Origin stories take all sorts of forms, [from family stories], to the legends that urge us to idealize our nation’s founders, to the reason your Jewish neighbors dip celery into salt water at their Passover meal each year. So ubiquitous, [found everywhere], they can blend into the scenery, origin stories permeate our language, our assumptions, our routines. Origin stories sometimes serve to protect us from uncomfortable truths, like the way nostalgia for the first Thanksgiving tends to charm white folks out of confronting our ancestors’ mistreatment of indigenous people. Or they can offer dignity and hope to the suffering the way recounting Israel’s deliverance from Egypt has comforted the Jews through exiles and diasporas and African Americans through
slavery and the civil rights movement.
Origin stories tell us who we are, where we come from, and what the world is like. When we understand the function of origin stories, both in our culture and in our lives, we can make better sense of those found in Scripture.

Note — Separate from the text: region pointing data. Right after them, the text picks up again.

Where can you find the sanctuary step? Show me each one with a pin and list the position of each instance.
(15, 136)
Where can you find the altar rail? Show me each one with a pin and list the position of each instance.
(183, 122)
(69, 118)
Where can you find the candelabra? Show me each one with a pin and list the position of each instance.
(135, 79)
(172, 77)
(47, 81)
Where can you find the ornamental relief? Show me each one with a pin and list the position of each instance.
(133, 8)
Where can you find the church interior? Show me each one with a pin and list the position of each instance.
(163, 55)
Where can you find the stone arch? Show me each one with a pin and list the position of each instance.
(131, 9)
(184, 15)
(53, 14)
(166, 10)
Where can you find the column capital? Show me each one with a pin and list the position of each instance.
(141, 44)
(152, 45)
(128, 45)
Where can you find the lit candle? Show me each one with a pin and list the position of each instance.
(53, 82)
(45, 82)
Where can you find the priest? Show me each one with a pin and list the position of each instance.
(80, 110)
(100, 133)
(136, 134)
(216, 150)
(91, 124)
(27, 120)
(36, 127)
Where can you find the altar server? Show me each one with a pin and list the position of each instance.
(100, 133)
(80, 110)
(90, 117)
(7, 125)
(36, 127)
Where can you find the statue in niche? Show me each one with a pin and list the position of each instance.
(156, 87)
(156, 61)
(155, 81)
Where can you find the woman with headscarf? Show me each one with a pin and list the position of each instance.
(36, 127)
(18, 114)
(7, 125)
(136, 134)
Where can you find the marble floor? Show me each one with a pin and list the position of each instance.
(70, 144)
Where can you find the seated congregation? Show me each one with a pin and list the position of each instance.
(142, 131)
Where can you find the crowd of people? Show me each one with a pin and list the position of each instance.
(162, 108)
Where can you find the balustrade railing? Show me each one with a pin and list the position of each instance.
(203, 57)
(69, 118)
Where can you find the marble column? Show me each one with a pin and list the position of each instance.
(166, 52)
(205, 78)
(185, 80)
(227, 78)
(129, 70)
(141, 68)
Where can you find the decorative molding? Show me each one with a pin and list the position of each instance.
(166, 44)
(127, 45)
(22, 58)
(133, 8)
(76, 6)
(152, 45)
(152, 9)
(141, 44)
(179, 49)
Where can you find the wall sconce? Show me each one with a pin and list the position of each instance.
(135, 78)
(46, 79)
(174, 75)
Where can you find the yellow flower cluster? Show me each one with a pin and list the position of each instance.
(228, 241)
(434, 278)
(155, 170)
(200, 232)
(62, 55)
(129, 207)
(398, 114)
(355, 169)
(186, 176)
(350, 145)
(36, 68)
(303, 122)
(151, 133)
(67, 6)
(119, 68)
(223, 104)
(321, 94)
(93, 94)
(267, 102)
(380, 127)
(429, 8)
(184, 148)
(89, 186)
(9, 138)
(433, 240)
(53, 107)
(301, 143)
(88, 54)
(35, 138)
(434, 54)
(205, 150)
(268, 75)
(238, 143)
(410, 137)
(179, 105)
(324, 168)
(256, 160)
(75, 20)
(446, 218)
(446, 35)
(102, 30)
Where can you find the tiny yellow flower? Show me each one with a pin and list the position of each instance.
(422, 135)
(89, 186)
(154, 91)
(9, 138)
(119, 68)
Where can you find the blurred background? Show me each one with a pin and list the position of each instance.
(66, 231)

For this week with the “ear of your heart”: Read Genesis 1:20 – 2:3 and practice Lectio Divina.
“Thought for Extending the Practice”: In the second half of the creation story, God moves from making inanimate objects to making living things. Humans are sacred. They are not only good but also blessed with qualities that enable them to share in God’s power of creation and oversight of the world. What would it mean to act as an image of God to all those I meet in my daily routine?
Source for “Thought for Extending the Practice”: “The CEB Lectio Divina Prayer Bible”
An invitation to our virtual participants: Discussion and comments are very much encouraged and welcomed. Online discussions can be held in the comments section in the upcoming post on Facebook for this week’s Deacon’s Reflection which is part of adult formation at St. Francis Episcopal Church.
Closing Prayer – Prayer of Blessing
May the deep blessings of earth be with us. May the fathomless soundings of seas surge in our soul. May boundless stretches of the universe echo in our depths to open us to wonder, to strengthen us for love, to humble us with gratitude, that we may find ourselves in one another, that we may lose ourselves in gladness, that we give ourselves to peace.
May the light of God illumine the heart of my soul. May the flame of Christ kindle me to love.
May the fire of the Spirit free me to live this day, tonight, and forever. Amen.
“Inspired”, Deacon Joe Dzugan, St. Francis Episcopal Church, 2023.